We face a dilemma in the medical and nursing communities, but that dilemma also exposes an opportunity. Many of the systems that select, train and foster continuous improvement assume that motivation is fixed. As a result, rewards are extrinsic and aim simply to promote simple engagement, or even worse to avoid penalties. They dampen intrinsic motivation rather than fuel it. What we learn from self-determination theory is that there is a way to build continuing education systems that see intrinsic motivation as environmentally dependent and driven by autonomy, competence, and relatedness.

To remain a life-long master, we must develop systems that encourage a passion to engage in life-long learning and professional development. Certifications, involvement in specialty societies and continuing to seek the master/expert pinnacle of one's area of practice are some ways that health care professionals can ensure that they are at the top of their game and are providing safe and quality care to their patients. Maintaining the status of a master or expert is not an easy task. Some would say that this is a task that can only be achieved through intrinsic motivation.

Commentary

Editor's Commentary

Dr. Tranquillo raises an interesting and substantive topic with this article. Using the point of creating environments that will foster a “virtuous” cycle to enhance self-determination and motivation is critical in the profession of nursing. As espoused in a previous SNI: Neuroscience Nursing editorial, nursing (and other disciplines for that matter) must stop the disruptive behavior and get back to the grassroots principles of service and mentorship.

Experienced caregivers (master/experts) should be expected to use their acquired knowledge and talents to create an environment where those who are novices can feel comfortable asking questions.
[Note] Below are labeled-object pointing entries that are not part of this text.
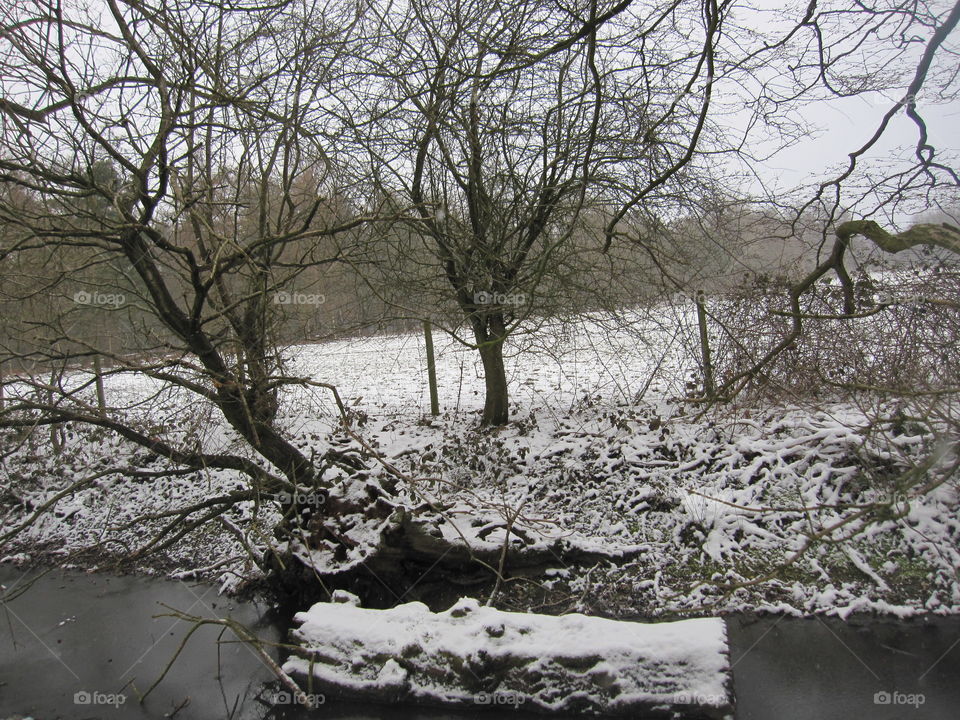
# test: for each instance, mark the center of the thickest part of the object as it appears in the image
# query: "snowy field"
(717, 512)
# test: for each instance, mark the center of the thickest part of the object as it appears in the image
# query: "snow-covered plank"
(471, 654)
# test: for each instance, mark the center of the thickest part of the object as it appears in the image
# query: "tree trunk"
(495, 405)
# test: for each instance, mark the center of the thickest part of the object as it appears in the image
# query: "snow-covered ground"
(603, 448)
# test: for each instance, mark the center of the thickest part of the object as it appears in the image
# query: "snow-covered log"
(471, 654)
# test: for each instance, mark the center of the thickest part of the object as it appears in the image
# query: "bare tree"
(499, 134)
(176, 149)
Providing mentorship and guidance that results in another's success in his/her career can be someone's own extrinsic reward for that behavior.

Exposing new graduate nurses and medical interns to colleagues who have demonstrated a commitment to life-long learning and professional development can be a powerful and successful tool in encouraging those novices to aim for a similar trajectory in their own careers. The expectation would be that this behavior would create a continuous positive feedback cycle that would maintain a desire to persistently achieve new heights in providing safe and competent care to patients.

References

1. Benner P. Using the Dreyfus model of skill acquisition to describe and interpret skill acquisition and clinical judgment in nursing practice and education. Bull Sci Technol Soc. 2004. 24: 188-99

2. Deci EL. Effects of externally mediated rewards on intrinsic motivation. J Pers Soc Psychol. 1971. 18: 114-

3. Dreyfus SE, Dreyfus HL. A Five-Stage Model of the Mental Activities Involved in Directed Skill Acquisition. Working Paper, Operations Research Center, US Air Force Office of Scientific Research. 1980. p.

4. Dweck C.editors. Mindset: The New Psychology of Success. New York, NY: Ballantine Books; 2007. p.

5. Gagne M, Deci EL. Self-determination theory and work motivation. J Organ Behav. 2005. 26: 331-62

6. Reeve JM. Why teachers adopt a controlling motivating style toward students and how they can become more autonomy supportive. Educ Psychol. 2009. 44: 159-75

7. Wellborn JG. Engaged and Disaffected Action: The Conceptualization and Measurement of Motivation in the Academic Domain. Doctoral Dissertation, University of Rochester, Rochester, New York. 1991. p.